A RFI perguntou aos curadores como foi esse reencontro com o passado e a redescoberta de fatos históricos tão importantes sobre a Suíça e o Brasil.

Milena descreve o encontro com os moradores como algo “emocionante”, tanto pela sensibilidade das pessoas, quanto pela inocência, a força, a consciência e a falta de consciência” sobre o passado.

“É o mundo. Eu gosto de dizer que Helvécia é uma espécie de microcosmo do Brasil. O que a gente vê naquele vilarejo de mil habitantes é um pouco do que a gente vê na nossa sociedade brasileira. Às vezes, a gente vê pessoas que estão mais “acordadas” e conscientes sobre a própria história.
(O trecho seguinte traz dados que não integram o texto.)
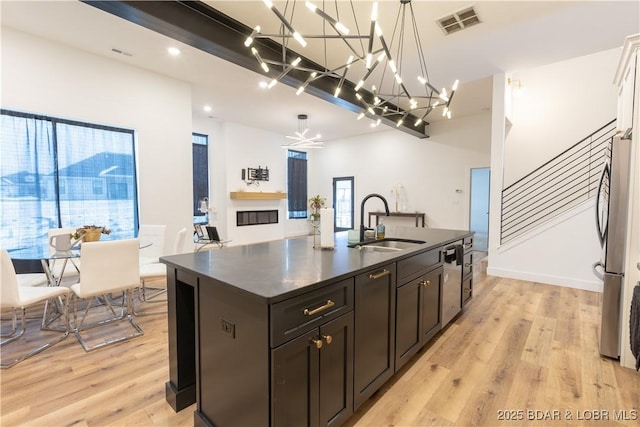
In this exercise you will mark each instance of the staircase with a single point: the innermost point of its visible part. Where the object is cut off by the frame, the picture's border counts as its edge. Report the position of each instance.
(567, 180)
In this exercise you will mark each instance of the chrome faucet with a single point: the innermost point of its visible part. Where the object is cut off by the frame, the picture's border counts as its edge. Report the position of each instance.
(386, 209)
Tem gente que não tem ideia, valores diferentes”, analisa a jornalista. “Para mim, foi riquíssimo conhecer essas pessoas”, diz.

Segundo Dom, quando eles estiveram no vilarejo, “os moradores estavam abertos para falar sobre o que sabiam da história do lugar, interessados pelo fato de eu estar vindo da outra Helvécia”.

“Todo mundo estava de braços abertos para contar e tirar fotos. No começo, foi para fazer material para jornais, depois um livro, depois essa exposição. Eles estão felizes que a gente fale deles em qualquer lugar, ainda mais na Suíça”, conclui.